ただ、その中で、モバイ・カーだけは、憤っていた。モバイが持っているヘイズストーンが、黒いオーラを渦巻きだした。
「みんなどこかに飛んでしまえ。デメンション」
黒い空間がぽっかり開き、一番近くにいたクロウ校長やクリスを飲み込もうとする。
いつの間にかマスターが、私の横にいた。
「ウィンディ、抗風でクロウ校長たちを守ってくれ。千里は、パトーナムの範囲をイメージしなさい。ここにいるダニエルさんとみんなを守るんだ」
「マスター!」×5
「みんなよく頑張ったね。ぼくがアンナに謝るよ。アンナの説得は、任せなさい」
「はい、マスター」×2
そう言って、信じられないぐらい大きくなった黒い空間に飛び込んで行った。後ろで、「あなた。博史さん!」と、大声をあげているアンナの声が聞こえる。ウィンディと私は、魔法を詠唱した。
「抗風」
「パトーナム」
抗風で、クロウ校長たちは、暗黒空間に引きずり込まれなくなり、パトーナムで、ダニエルさんと傍に居る私たちは、光の壁に守られた。
博史は、今まで抑えていたオーラを全開にした。青金に近い青く暗いオーラが膨らむ。
「常夜、ルーバ」
そして、時限魔法を唱えた。
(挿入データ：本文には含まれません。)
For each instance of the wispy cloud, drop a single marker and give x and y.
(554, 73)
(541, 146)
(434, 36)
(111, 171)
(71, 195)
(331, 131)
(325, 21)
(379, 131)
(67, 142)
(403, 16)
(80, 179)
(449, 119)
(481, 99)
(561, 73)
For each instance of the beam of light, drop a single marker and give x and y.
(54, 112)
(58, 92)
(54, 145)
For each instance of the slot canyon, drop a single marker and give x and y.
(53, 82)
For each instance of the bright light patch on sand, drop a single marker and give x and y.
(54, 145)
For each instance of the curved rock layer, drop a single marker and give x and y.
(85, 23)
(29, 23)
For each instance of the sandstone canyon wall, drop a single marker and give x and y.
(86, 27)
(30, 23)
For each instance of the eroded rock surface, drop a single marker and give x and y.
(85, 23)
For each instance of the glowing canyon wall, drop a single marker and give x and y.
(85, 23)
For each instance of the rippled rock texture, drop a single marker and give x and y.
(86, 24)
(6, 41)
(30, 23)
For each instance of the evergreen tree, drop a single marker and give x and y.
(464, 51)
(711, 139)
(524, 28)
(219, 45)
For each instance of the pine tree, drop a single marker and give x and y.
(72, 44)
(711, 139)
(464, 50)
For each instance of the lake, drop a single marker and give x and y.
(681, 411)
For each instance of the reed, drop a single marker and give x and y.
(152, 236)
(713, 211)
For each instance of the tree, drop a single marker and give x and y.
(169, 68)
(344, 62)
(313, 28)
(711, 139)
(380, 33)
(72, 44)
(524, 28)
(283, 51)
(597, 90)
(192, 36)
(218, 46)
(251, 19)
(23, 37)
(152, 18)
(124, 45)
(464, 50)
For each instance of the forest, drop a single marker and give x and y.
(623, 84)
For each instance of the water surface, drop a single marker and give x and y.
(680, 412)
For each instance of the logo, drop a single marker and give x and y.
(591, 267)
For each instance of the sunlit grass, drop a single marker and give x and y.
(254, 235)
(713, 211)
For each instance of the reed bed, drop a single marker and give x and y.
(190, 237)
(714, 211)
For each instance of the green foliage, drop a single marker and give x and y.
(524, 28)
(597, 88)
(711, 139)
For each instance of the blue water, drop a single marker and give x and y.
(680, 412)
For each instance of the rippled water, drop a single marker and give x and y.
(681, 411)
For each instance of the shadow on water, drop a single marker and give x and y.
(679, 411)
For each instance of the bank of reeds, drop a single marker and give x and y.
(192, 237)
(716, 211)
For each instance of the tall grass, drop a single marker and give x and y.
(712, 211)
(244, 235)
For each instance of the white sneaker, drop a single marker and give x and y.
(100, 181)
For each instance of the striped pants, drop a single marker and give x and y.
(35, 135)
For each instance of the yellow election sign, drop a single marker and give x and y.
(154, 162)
オーラが手のひらに凝縮される。
「博史さんダメーーーー」
アンナの叫び通り、博史は、暗黒空間に引きずられて、飲み込まれる寸前だ。
「波っ!」
その暗黒空間の入り口に、次元の波が水滴を落としたように広がった。
「ハーーーーーー、狭」
その暗黒空間が瞬く間に狭くなっていく。博史は止めに「パオ」と言っていたが、その時、異空間に通じる暗黒空間は見えなくなっていた。
博史は、空間を閉じると同時に、ものすごい勢いで、モバイカーのところに行き、目の前に立ちふさがった。
「オオウミ!」
モバイは、虚勢を張っているが、その目は恐怖に歪んでいた。
博史はモバイを無言でにらみ、顔をぶん殴る。更に、馬乗りになり、何発か殴り、後は、平手打ちをしながら、「これは、先輩の分だ」「これは、ドラグニスさんのだ」と平手で、ほほをたたきだした。
京爺がこれを見て「上々」と言っていた。ぎゃう?と言って京爺を見るホムラを連れて、サラのところに歩き出した。京爺は、「アンナも来んかい」と、あっけにとられているアンナの背中を押した。